PATIENT BASELINE CHARACTERISTICS IN THE ONGOING PHASE 3 VISIONARY TRIAL: A RANDOMIZED, PLACEBO-CONTROLLED STUDY OF SIBEPRENLIMAB FOR IMMUNOGLOBULIN A NEPHROPATHY

Introduction:

Immunoglobulin A nephropathy (IgAN), clinically characterized by proteinuria and a progressive decline in kidney function, is the most common primary glomerulonephritis worldwide. The annual global incidence of IgAN is 2.5 cases per 100,000 persons; however, this varies by region and ethnicity (McGrogan, et al. Nephrol Dial Transplant. 2011). A PRoliferation-Inducing Ligand (APRIL) plays a key role in the immune-related pathogenesis of IgAN. In the recently completed Phase 2 ENVISION trial, sibeprenlimab (an anti-APRIL humanized immunoglobulin G2 monoclonal antibody) demonstrated significant reduction in proteinuria and stabilization of estimated glomerular filtration rate (eGFR), with a favorable safety profile in patients with IgAN (Mathur, et al. NEJM. 2024).

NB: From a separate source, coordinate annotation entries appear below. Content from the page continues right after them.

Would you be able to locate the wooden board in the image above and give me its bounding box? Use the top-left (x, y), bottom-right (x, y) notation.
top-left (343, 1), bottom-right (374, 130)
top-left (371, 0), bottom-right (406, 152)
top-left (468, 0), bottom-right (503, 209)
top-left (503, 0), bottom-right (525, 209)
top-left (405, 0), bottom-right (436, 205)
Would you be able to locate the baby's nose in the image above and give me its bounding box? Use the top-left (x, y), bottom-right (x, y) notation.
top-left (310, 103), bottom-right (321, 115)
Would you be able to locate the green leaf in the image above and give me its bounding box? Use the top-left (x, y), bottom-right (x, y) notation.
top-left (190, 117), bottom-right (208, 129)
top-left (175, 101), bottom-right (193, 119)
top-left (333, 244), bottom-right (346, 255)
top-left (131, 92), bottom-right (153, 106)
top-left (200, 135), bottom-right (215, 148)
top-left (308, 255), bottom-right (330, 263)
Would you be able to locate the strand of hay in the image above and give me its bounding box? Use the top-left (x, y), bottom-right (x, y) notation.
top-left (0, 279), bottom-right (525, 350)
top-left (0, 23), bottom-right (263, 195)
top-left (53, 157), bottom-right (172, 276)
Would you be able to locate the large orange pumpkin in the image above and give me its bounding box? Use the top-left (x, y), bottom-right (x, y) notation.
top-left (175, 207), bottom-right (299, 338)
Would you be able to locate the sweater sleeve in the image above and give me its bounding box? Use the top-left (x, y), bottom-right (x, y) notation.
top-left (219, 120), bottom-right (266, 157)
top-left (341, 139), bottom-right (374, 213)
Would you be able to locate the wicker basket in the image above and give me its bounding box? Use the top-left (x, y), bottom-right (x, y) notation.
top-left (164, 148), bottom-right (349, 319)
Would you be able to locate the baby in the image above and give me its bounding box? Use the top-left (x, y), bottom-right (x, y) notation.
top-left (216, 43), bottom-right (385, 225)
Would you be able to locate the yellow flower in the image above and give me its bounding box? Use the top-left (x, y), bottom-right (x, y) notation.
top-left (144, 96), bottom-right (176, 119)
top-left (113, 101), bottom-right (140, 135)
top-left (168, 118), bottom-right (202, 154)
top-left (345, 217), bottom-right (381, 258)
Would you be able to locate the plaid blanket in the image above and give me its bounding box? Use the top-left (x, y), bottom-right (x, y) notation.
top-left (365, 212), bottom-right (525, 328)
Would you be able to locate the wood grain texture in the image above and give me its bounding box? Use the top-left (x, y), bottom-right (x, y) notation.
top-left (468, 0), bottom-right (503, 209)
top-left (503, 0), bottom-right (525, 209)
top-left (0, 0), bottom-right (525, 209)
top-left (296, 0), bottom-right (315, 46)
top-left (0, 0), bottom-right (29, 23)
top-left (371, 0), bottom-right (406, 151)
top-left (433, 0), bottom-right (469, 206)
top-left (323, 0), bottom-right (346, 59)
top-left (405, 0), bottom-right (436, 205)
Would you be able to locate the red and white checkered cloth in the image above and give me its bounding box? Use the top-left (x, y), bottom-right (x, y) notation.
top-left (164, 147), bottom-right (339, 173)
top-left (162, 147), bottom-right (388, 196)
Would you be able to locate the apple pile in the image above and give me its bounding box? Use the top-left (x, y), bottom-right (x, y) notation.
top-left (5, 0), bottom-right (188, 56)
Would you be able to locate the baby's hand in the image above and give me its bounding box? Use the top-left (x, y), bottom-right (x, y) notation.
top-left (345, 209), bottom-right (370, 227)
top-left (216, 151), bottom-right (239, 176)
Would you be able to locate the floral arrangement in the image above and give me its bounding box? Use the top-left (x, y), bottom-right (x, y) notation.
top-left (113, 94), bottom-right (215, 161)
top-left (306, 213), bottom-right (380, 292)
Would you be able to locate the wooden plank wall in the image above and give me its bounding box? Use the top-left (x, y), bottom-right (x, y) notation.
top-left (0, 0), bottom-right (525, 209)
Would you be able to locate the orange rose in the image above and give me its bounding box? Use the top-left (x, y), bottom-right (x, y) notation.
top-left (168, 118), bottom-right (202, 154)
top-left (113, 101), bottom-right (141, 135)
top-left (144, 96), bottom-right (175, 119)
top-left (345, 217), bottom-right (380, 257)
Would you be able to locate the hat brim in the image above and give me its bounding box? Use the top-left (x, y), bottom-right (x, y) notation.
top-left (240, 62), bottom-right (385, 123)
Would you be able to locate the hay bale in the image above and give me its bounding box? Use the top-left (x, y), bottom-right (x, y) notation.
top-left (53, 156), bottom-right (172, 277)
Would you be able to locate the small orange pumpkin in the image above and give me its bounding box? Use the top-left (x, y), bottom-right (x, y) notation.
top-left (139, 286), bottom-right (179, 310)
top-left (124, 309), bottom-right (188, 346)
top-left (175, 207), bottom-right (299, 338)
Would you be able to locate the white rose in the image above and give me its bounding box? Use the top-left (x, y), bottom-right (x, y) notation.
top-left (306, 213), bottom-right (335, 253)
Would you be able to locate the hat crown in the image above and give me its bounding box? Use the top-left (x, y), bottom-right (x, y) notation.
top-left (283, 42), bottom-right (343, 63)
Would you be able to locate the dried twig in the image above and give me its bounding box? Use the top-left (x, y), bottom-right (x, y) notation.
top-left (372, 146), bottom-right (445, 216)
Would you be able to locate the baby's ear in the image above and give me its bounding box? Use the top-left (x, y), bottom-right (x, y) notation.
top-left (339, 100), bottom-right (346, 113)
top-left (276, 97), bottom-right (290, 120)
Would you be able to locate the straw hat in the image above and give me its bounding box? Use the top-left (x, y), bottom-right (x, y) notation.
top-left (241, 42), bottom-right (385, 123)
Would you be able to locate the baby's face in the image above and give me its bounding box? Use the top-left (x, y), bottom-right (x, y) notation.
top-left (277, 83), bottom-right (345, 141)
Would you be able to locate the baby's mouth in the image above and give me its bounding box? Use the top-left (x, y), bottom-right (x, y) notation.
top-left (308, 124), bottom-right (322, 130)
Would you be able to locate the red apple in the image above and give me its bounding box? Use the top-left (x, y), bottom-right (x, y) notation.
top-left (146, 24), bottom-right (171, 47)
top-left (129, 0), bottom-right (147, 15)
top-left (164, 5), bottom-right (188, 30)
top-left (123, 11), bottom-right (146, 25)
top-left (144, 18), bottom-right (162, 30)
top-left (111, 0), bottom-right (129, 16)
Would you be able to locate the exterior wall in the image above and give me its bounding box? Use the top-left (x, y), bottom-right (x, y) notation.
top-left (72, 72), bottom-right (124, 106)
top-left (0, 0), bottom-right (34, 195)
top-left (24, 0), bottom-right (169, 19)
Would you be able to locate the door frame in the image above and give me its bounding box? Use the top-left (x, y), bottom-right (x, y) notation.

Here we report the baseline clinical characteristics of patients enrolled in the VISIONARY trial, a Phase 3 study of sibeprenlimab administered subcutaneously (SC) in adult patients with IgAN (NCT05248646).
 

Methods:

VISIONARY is an ongoing, multicenter, double-blind, placebo-controlled trial designed to evaluate the efficacy and safety of sibeprenlimab SC in patients with IgAN. Patients who were on a stable and maximally tolerated renin-angiotensin system (RAS) blockade, with or without sodium-glucose cotransporter-2 inhibitor (SGLT2i) background therapy, were randomized 1:1 to receive sibeprenlimab 400 mg or placebo administered SC once every 4 weeks for 26 doses. Key inclusion and exclusion criteria are shown in Table 1. The primary efficacy endpoint is the relative change from baseline in the urinary protein to creatinine ratio (uPCR) in 24-hour urine collections, after 9 months of treatment. Demographic and baseline characteristics were summarized using descriptive statistics.

Results:

Of the 510 patients randomized, median age was 42 years (range, 18–83 years), and 59% were male. The majority of patients were Asian (59%) or White (37%); 1% were Black or African American, and <1% were American Indian or Alaska Native (Table 2). Patients were recruited across 5 continents: North America, South America, Europe, Asia, and Australia. At baseline, the mean uPCR-24h (standard deviation) was 1.5 g/g (0.9), with 21.4% of patients having a uPCR-24h >2.0 g/g at screening. At baseline, median eGFR was 60.0 mL/min/1.73m^2 (range, 25.0–134.0 mL/min/1.73m^2), and the median urine protein excretion at baseline was 1.8 g/day (range, <0.1–9.0 g/day). RAS blockade and SGLT2i use were reported in 97.8% and 45.1% of patients, respectively.

Conclusions:

The ongoing VISIONARY trial evaluating sibeprenlimab SC has recruited patients globally with IgAN who are at high risk of disease progression. Similar to the Phase 2 ENVISION study, diverse enrollment in this trial is representative of a broad population with high-risk disease and allows for evaluation of sibeprenlimab treatment across a spectrum of patients with IgAN. This trial will report clinical results at a future date.

I have potential conflict of interest to disclose.
The study and development of this abstract were funded by Otsuka.

I did not use generative AI and AI-assisted technologies in the writing process.